APAKAH ALLAH MEMBUTUHKAN PERANTARA?

At Tauhid edisi III/11
Oleh : Ari Wahyudi
Allah Ta’ala berfirman yang artinya, “Berdoalah kepada-Ku, pasti akan Aku kabulkan”(QS. Al-Mu’min : 60). Setiap hamba pasti membutuhkan sesuatu yang menopang kehidupannya, sehingga dia akan berusaha untuk meraihnya. Ketika mereka tertimpa bencana, mereka pun bersimpuh dan memohon kepada Allah Ta’ala agar dilepaskan dari marabahaya. Namun sangat disayangkan, sebagian kaum muslimin justru terjerumus ke dalam praktek-praktek kesyirikan tanpa mereka sadari karena berdo’a untuk menggapai keinginan mereka itu.
Niat Baik Kaum Musyrikin
Dalam berdoa kepada Allah, kita tidak perlu melalui perantara, karena hal itu termasuk perbuatan syirik. Allah Ta’ala berfirman yang artinya, “Dan mereka (kaum musyrikin) beribadah kepada selain Allah sesuatu yang tidak sanggup mendatangkan madharat dan manfaat untuk mereka. Dan mereka beralasan, ‘Mereka itu adalah pemberi syafaat bagi kami di sisi Allah'” (QS. Yunus : 18). Allah Ta’ala juga berfirman yang artinya, “Dan orang-orang yang menjadikan selain Allah sebagai penolong mengatakan, ‘Sesungguhnya kami tidak menyembah mereka, melainkan hanya supaya mereka mendekatkan kami kepada Allah dengan sedekat-dekatnya’ ” (QS. Az-Zumar : 3).

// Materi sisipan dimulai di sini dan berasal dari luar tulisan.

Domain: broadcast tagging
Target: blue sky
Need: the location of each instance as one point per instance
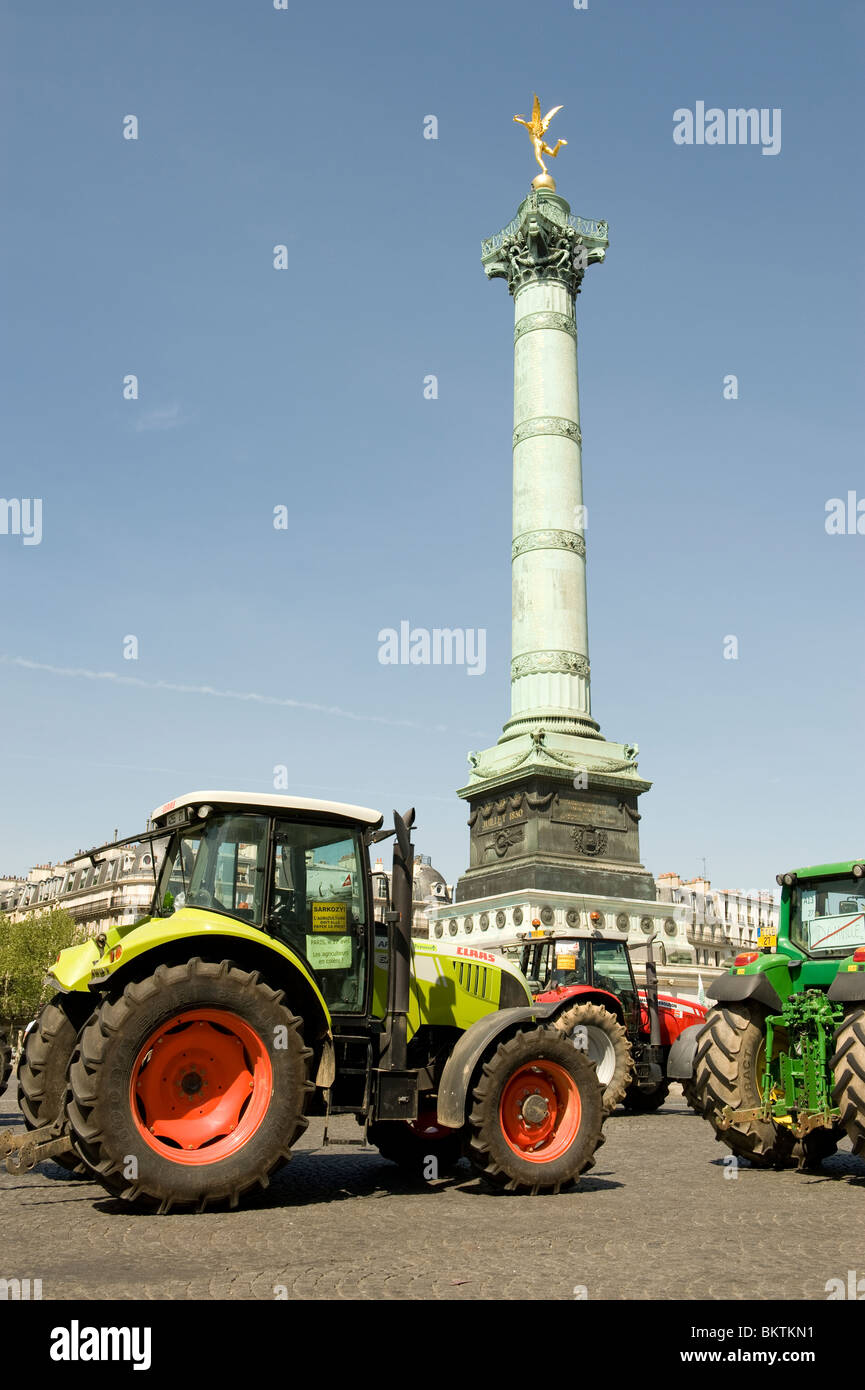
(305, 388)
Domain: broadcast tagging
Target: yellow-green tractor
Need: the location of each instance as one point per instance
(182, 1057)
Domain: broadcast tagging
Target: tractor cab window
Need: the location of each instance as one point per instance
(317, 906)
(219, 865)
(828, 918)
(612, 970)
(569, 963)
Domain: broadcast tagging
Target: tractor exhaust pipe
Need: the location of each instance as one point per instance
(651, 993)
(399, 930)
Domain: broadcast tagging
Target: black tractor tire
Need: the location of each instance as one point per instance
(607, 1045)
(6, 1059)
(690, 1096)
(849, 1073)
(43, 1065)
(726, 1072)
(412, 1146)
(257, 1048)
(522, 1070)
(644, 1102)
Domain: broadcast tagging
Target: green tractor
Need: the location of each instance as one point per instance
(779, 1065)
(182, 1057)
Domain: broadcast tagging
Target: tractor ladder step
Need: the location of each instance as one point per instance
(24, 1151)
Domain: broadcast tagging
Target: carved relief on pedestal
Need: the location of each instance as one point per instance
(547, 426)
(548, 541)
(545, 663)
(588, 841)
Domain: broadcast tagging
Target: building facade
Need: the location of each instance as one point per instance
(721, 922)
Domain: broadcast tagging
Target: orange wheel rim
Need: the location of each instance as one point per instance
(540, 1111)
(200, 1086)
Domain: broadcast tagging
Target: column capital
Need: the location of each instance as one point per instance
(544, 242)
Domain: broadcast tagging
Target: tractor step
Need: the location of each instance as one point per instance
(24, 1151)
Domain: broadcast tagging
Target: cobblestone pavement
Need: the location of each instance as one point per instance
(657, 1218)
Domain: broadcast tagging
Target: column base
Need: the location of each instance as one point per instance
(555, 812)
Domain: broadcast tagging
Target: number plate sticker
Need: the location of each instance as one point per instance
(330, 916)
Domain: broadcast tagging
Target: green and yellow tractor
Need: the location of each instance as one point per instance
(182, 1057)
(779, 1065)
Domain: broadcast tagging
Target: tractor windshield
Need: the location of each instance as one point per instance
(219, 865)
(569, 963)
(828, 916)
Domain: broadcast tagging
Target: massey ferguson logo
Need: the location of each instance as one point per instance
(476, 955)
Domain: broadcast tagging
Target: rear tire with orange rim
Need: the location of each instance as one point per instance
(537, 1114)
(189, 1089)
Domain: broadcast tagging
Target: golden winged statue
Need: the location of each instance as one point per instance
(537, 129)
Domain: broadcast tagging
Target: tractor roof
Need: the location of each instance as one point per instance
(338, 809)
(836, 870)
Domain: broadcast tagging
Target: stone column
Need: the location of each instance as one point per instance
(550, 669)
(554, 804)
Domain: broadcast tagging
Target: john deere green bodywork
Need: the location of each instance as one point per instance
(803, 1018)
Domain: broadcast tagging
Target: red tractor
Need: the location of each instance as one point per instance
(626, 1032)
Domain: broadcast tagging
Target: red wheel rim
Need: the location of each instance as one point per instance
(200, 1086)
(540, 1111)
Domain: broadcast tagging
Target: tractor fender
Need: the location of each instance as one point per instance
(568, 995)
(849, 986)
(680, 1062)
(730, 988)
(470, 1047)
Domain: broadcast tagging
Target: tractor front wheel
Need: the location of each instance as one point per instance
(849, 1072)
(6, 1059)
(191, 1087)
(536, 1115)
(598, 1033)
(43, 1065)
(728, 1072)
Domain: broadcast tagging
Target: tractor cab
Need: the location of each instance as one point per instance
(556, 963)
(296, 870)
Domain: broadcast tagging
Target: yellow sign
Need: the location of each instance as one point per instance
(328, 954)
(330, 916)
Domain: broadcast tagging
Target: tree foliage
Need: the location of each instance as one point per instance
(27, 950)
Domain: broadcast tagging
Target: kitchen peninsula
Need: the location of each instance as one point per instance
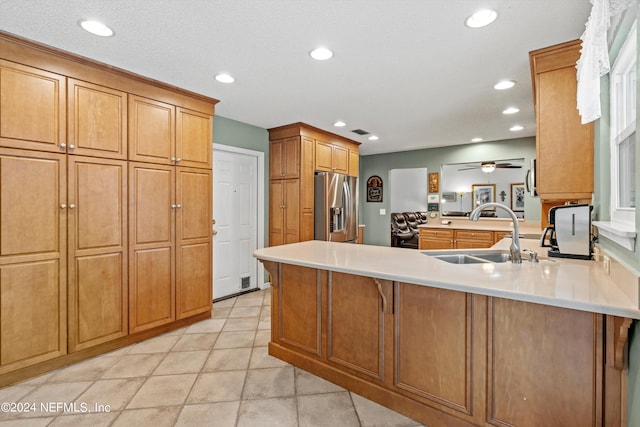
(478, 344)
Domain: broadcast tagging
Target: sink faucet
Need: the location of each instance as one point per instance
(516, 257)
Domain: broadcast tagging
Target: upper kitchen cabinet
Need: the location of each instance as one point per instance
(97, 120)
(194, 138)
(169, 135)
(284, 158)
(32, 108)
(152, 131)
(564, 146)
(331, 157)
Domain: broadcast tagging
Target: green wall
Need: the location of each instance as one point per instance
(377, 230)
(242, 135)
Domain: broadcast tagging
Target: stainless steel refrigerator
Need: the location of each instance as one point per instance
(336, 207)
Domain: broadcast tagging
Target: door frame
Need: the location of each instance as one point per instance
(259, 155)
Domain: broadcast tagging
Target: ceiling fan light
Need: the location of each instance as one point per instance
(487, 167)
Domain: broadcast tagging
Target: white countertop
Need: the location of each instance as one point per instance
(575, 284)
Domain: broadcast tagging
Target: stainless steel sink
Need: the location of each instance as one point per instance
(470, 256)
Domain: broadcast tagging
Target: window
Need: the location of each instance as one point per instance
(623, 132)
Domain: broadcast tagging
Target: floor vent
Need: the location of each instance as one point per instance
(246, 282)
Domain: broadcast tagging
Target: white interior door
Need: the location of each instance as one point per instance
(235, 211)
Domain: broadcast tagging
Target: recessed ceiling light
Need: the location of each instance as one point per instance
(481, 18)
(225, 78)
(97, 28)
(504, 84)
(321, 54)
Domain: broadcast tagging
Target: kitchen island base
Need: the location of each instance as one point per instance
(450, 358)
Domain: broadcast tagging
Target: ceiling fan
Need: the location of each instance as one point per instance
(488, 167)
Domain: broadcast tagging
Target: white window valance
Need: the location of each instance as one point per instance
(594, 56)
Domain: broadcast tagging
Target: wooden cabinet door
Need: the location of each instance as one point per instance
(356, 336)
(97, 120)
(284, 212)
(299, 309)
(97, 251)
(193, 138)
(340, 161)
(473, 239)
(544, 365)
(354, 160)
(151, 246)
(151, 131)
(564, 146)
(434, 330)
(32, 108)
(324, 156)
(291, 210)
(276, 154)
(276, 213)
(33, 305)
(284, 158)
(193, 242)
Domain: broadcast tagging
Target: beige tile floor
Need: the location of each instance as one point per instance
(213, 373)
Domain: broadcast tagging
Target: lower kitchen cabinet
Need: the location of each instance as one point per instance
(97, 271)
(33, 282)
(447, 357)
(355, 337)
(435, 239)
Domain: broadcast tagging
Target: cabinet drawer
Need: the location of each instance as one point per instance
(435, 233)
(474, 235)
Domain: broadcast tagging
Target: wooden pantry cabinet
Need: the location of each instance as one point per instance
(296, 152)
(170, 216)
(564, 146)
(105, 208)
(33, 257)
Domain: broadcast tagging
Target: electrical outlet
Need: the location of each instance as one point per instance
(606, 264)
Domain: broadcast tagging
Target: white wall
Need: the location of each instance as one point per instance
(408, 190)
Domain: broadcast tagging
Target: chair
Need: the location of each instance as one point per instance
(402, 235)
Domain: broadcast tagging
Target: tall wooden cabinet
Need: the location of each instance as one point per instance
(33, 258)
(105, 208)
(296, 152)
(564, 146)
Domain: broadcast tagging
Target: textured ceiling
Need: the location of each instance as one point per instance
(408, 71)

Dalam dua ayat ini Allah menjelaskan kepada kita tentang alasan yang diajukan oleh kaum musyrikin untuk mendukung kesyirikan mereka. Mereka berkata bahwa mereka memiliki niat yang baik. Mereka hanya ingin menjadikan orang-orang shalih yang sudah meninggal sebagai perantara doa mereka kepada Allah. Mereka menganggap bahwa diri mereka penuh dengan dosa, sehingga tidak pantas untuk langsung berdoa kepada Allah. Sedangkan orang-orang shalih memiliki keutamaan di sisi Allah. Mereka ingin agar semakin dekat dengan Allah dengan perantaraan orang-orang shalih itu. Tidak ada yang mencela niat baik ini. Akan tetapi, lihatlah cara yang mereka tempuh. Mereka meminta syafaat kepada orang-orang yang sudah meninggal. Padahal Allah Ta’ala sudah menegaskan yang artinya, “Katakanlah, ‘Semua syafaat itu pada hakikatnya adalah milik Allah’ “ (QS. Az-Zumar : 44). Dan meminta kepada orang yang sudah meninggal adalah termasuk perbuatan syirik akbar yang dapat mengeluarkan pelakunya dari Islam. Oleh karena itu, niat baik kaum musyrikin ini tidak bermanfaat sama sekali karena cara yang mereka tempuh adalah kesyirikan, perbuatan yang merupakan penghinaan kepada AllahTa’ala.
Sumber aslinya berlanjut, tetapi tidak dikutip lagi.